13 MOD 10 what it actually do is, give you the reminder after dividing 13 by 10.

that is : 13 - (10 * (int)(13/10)) = 13 - ( 10 * 1 ) = 3

so if a[i] <= mod then it will work good. but if a[i] > mod then see, what happens

let a[]= {15,15,15}

mod=7

in first step
ret = 0 + 15
ret = 15 - 7 = 8

2nd step
ret = 8 + 15 = 23
ret = 23 - 7 = 16

3rd step
ret = 16 + 15
ret = 31 - 7 = 24

So your final result is 24, but it should be 3.

you have to do :

while (ret >= MOD)
    ret -= MOD;

if you want to use subtraction instead of mod..

And obviously sub is better than mod in respect to time... because mod is really time consuming :(

Answer 4

The conditional test and subtraction is typically less expensive than a modulus operation, especially if the sum does not frequently exceed MOD. A modulus operation is effectively an integer division instruction, which typically has a latency which is an order of magnitude greater than that of compare/subtract. Having said that, unless the loop is a known performance bottleneck then you should just code for clarity and robustness.

Answer 5

Basically you can't tell without trying. There are two possible outcomes (considering my note further down below):

• The compiler optimizes the code in some way that both solutions use either a conditional jump or a modulo operation. This does not only depend on how "bright" the compiler is, but it also has to consider the target architecture's available instruction set (but to be honest, it would be odd not having a modulo operation).

• The compiler doesn't optimize the code (most probable for non-optimizing debug builds).
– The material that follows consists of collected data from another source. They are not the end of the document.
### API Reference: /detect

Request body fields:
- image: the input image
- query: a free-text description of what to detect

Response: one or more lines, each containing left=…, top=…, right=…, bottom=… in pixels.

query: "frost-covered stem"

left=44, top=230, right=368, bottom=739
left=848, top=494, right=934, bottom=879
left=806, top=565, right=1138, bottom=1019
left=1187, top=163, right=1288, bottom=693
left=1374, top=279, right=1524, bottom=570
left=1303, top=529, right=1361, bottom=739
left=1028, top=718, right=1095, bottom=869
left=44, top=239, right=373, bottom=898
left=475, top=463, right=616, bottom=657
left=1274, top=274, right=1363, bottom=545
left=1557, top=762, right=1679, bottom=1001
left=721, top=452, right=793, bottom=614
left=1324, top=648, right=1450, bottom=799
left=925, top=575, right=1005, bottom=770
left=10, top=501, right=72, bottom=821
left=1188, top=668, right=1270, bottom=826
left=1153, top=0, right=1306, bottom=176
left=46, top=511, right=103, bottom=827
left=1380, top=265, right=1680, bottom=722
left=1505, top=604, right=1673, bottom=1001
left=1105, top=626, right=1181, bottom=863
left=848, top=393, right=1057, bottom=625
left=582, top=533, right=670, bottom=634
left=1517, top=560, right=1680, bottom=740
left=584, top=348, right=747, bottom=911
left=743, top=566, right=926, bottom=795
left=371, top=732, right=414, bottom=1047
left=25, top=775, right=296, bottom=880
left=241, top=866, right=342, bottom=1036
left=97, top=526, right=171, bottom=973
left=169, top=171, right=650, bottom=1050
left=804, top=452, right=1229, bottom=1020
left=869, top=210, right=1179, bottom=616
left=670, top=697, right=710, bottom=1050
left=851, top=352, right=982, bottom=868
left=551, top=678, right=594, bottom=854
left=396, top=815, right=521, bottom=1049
The basic difference that - as mentioned already - the solution with the if() will use one conditional jump, which - again depending on your architecture - might slow you down a bit, since the compiler can't prefetch the next instruction without evaluating the jump condition first.

---

One further note:

Either using a modulo operation or your if() statement actually isn't equal (depending on the actual values), simply due to the fact that ret % MOD would result in the following equal code:

while (ret >= MOD)
    ret -= MOD;

Imagine a[i] being bigger than MOD and the new sum being bigger than two times MOD. In that case you'd end up with a ret bigger than MOD, something that won't happen when using modulo.

Answer 6

It is best not to try to optimise code unless you have a performance problem. Then find out where it is actually having the problems

An to answer you question the two are the same - but you need to check with the particular hardware/compiler to check.